As both of my parents have long since passed on to that other country
where zodiacal predictions are of considerably less importance, I don’t suppose
now I will ever know this crucial piece of information.
The point of all this rambling is
really to do with childhood misconceptions and how they can follow you through
life. Is it really true, for example,
that as a child in the late 1950’s living in Anglesey Road, I was held up to
look through our front room window to observe the Queen passing by? I don’t mean by this that the Head of the
House of Windsor was ambling along to the Cooper’s Arms for a pint and a packet
of Park Drive . I just have this vague recollection of a
black limousine sweeping past our house and I can’t imagine why I was being
held up for this event unless it was some important personage whose itinerary
could be predicted – hence my belief that it was the Queen. Of course, I could have dreamed the whole
thing up. Childhood imagination is
pretty fertile soil for the propagation of fantasies.
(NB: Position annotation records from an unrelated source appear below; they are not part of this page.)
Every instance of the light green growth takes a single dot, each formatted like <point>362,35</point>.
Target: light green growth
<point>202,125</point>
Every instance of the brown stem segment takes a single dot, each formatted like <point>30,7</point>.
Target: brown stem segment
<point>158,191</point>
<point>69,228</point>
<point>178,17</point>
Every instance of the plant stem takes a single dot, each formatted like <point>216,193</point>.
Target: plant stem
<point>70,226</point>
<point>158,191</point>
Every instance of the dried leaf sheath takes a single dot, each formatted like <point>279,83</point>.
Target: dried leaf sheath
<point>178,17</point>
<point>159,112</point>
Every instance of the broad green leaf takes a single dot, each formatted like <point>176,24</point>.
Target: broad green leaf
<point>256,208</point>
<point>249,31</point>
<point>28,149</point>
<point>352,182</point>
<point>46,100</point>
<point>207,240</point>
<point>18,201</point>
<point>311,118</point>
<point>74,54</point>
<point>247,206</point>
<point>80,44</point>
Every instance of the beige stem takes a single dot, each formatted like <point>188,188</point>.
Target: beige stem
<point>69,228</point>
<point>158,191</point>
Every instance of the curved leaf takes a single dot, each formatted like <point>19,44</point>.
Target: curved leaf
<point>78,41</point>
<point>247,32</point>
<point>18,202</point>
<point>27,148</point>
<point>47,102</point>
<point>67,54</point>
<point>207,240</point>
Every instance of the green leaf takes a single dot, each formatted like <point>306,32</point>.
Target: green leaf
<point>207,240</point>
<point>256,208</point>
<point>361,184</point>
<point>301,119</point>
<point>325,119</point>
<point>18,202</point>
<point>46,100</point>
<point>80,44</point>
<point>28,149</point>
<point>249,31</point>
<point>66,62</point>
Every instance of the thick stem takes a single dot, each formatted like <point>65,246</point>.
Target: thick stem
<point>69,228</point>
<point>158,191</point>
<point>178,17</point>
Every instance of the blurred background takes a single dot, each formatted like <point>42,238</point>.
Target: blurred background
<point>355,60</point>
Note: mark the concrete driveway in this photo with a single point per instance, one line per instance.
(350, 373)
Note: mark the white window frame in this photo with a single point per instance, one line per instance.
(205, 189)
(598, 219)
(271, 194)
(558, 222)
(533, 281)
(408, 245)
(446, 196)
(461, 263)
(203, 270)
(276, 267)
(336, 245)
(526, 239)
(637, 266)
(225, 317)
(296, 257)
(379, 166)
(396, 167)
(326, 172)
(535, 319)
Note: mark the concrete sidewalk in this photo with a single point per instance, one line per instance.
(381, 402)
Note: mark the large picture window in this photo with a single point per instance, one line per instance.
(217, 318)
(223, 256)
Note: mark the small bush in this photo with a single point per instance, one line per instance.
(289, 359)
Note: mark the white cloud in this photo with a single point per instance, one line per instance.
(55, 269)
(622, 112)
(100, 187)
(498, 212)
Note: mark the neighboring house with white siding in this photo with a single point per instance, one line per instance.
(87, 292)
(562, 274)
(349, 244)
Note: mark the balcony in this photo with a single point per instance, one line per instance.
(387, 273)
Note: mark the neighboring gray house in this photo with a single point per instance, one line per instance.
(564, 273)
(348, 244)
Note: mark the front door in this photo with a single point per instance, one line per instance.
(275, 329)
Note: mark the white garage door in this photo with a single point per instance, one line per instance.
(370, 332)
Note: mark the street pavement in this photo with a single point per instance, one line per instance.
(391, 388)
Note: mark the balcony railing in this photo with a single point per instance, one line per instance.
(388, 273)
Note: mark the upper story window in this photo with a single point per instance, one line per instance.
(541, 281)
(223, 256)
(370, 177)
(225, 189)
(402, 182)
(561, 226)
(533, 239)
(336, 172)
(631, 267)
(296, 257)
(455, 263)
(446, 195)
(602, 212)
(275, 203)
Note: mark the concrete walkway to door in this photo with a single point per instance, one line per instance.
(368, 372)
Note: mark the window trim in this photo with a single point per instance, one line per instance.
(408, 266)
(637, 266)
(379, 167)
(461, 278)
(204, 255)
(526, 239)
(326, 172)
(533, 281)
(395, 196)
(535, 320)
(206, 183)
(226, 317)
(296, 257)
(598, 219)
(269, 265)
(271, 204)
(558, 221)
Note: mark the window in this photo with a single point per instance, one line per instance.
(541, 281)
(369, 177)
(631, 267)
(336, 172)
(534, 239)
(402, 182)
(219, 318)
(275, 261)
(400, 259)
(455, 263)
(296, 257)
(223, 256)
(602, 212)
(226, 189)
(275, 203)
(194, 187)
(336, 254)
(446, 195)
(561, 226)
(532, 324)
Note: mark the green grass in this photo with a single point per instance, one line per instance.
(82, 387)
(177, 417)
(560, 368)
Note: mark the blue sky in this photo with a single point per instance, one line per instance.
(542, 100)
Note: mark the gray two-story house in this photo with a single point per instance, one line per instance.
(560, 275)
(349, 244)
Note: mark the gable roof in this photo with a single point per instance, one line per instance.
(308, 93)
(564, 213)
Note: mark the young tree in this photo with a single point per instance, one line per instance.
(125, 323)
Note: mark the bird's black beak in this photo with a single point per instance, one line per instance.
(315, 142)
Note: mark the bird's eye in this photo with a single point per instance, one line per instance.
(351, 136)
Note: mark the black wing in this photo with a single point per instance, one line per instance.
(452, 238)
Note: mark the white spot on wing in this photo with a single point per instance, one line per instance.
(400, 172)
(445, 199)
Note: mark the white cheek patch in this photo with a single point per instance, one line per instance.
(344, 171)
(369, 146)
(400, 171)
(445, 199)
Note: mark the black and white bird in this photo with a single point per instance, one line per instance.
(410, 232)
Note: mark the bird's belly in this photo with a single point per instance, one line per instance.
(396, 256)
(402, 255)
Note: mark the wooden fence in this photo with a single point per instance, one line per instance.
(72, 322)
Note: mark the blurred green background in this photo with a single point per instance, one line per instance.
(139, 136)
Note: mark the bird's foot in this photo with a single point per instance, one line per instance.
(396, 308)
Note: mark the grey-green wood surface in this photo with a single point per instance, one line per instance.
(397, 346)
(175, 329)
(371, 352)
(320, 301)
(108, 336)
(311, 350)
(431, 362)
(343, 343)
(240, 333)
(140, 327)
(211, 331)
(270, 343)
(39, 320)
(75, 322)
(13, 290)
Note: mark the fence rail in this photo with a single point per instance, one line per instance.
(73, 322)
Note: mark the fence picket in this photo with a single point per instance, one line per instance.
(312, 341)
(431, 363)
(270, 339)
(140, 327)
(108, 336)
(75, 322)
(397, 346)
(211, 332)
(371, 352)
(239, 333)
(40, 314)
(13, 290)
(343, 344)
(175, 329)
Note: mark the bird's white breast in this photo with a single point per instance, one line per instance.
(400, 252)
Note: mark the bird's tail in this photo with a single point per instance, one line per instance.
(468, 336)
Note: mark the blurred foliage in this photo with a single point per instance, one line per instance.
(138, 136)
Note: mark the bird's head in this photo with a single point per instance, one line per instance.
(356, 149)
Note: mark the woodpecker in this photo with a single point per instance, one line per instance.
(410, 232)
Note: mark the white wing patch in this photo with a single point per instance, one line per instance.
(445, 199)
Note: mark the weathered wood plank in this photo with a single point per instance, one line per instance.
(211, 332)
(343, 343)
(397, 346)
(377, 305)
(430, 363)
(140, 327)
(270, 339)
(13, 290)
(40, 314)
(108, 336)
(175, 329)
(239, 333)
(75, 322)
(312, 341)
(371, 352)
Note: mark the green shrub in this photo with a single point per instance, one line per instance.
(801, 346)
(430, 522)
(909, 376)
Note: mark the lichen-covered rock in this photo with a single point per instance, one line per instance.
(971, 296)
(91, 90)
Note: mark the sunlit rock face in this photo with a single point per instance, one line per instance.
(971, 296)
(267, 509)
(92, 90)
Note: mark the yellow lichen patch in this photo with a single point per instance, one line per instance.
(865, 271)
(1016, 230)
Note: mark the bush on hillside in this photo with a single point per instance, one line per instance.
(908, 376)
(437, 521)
I remember watching a cartoon or some
such when I was small that somehow instilled the notion in my mind that there
was some awful nameless beast living in the toilet that was biding its time,
waiting to capture unsuspecting children.
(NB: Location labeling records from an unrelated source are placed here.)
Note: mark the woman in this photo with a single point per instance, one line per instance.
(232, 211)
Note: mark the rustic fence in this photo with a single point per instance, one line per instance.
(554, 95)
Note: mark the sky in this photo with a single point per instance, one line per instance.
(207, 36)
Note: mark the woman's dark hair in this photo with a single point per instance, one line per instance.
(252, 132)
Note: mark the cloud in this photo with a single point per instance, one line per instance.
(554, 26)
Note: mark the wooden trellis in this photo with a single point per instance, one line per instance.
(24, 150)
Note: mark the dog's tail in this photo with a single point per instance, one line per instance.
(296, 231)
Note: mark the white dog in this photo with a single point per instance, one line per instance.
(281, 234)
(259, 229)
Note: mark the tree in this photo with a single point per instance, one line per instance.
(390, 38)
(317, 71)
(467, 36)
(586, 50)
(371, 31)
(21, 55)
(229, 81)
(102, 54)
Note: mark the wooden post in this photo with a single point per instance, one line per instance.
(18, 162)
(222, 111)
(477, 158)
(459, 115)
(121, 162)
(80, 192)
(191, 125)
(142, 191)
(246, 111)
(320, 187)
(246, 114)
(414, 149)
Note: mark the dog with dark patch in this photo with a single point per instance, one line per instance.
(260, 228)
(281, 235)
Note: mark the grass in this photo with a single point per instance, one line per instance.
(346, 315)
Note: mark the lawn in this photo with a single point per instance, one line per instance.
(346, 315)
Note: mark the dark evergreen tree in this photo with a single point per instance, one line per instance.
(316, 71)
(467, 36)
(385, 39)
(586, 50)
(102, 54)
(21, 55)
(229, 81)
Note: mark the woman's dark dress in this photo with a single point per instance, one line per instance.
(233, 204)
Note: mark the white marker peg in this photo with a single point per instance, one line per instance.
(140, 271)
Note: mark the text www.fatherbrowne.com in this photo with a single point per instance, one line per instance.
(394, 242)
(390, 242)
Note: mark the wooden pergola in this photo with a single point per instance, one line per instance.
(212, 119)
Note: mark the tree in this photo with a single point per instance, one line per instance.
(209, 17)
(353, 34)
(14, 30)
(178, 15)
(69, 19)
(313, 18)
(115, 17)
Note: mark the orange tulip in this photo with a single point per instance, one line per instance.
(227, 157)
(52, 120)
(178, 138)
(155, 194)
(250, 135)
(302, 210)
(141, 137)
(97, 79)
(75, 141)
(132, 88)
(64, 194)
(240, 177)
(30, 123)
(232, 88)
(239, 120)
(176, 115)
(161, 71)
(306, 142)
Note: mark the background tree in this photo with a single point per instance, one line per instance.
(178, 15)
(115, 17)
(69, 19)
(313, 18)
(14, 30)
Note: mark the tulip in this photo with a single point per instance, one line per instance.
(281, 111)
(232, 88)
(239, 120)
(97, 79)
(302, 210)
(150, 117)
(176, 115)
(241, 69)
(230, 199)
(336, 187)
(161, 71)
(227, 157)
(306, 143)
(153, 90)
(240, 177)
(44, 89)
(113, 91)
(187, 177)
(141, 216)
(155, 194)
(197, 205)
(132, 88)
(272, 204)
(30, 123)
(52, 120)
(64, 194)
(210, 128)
Somehow this notion then became contorted into the conviction that, in
order to avoid the clutches of this horrific (and probably foul-smelling)
nemesis, I had to get downstairs before the toilet had finished
flushing. Our bathroom in Anglesey Road (yes,
we had a bathroom! Posh, weren’t
we?) had been created by converting the
back bedroom of what was, originally, a three-bedroom terraced house, and the
toilet was at the far end of this room, by the window. This meant, for the aspiring junior flush
racer, a frantic pull of the handle, followed by a sprint across the linoleum,
up two steps to the landing and then along the landing and down the stairs to
the relative sanctuary of our living room.
This may not sound particularly daunting or challenging but you need to
know that I was pathologically scared of heights (also widths, depths and just
about any dimension you can imagine) and was desperately trying not to make my
way downstairs by sliding from step to step on my bottom. Timidity on the staircase does not fit well
with panic-stricken flight and it’s a wonder that my childhood did not come to
an abrupt end with me in a crumpled heap behind the stair’s door.
Its funny how, as a child, you never
share these nameless dreads with your parents.
Somehow you and this mystical fear are in cahoots against the adult
world. I suppose it boils down to an
even stronger fear of being ridiculed (even though every fibre of your infant
being tells you that the thing you fear is most definitely real). For example, I was never afraid of the
dark. I simply avoided it. Lying in bed with the covers clamped over my
head, eyes tightly shut and thumb firmly fixed in mouth, I knew that the dark
could not hurt me. Imminent suffocation
under all of those blankets, sheets and eiderdowns was far preferable to
whatever lurked on the other side of my eyelids. Now, I would never have dreamt of telling my
parents about this. I just assumed it
was a fact of life, like those ancient maps marked with ‘Here be Dragons’, the
map of my childhood world bore the legend, ‘Here be Nameless Dreads…and
here…and here’.
Perhaps I had a particularly
repressed childhood? Could it be that my
1950’s compatriots were eagerly recounting their fears and fantasies to their
understanding and sympathetic parents in an open, non-condemnational
forum? Somehow, I doubt it. The post-war parents of the baby boom
generation had, themselves, been brought up in a ‘children should be seen and
not heard’ environment and whilst they might have progressed to a point where
the sight and sound of children could be tolerated, full and frank discussions
would have to wait for the onset of more liberated attitudes in the 1960’s.
So, I have to live the rest of my
life in the knowledge that I am neither predicted to be, nor in reality, ‘fair
of face’. Now I have a new prediction to
live up to, namely that I am ‘full of grace’ (whatever that means). Cancel the plastic surgery and book me into a
retreat, if I can get my inner child back our from under the bedclothes, I
think its time for a session of self-discovery.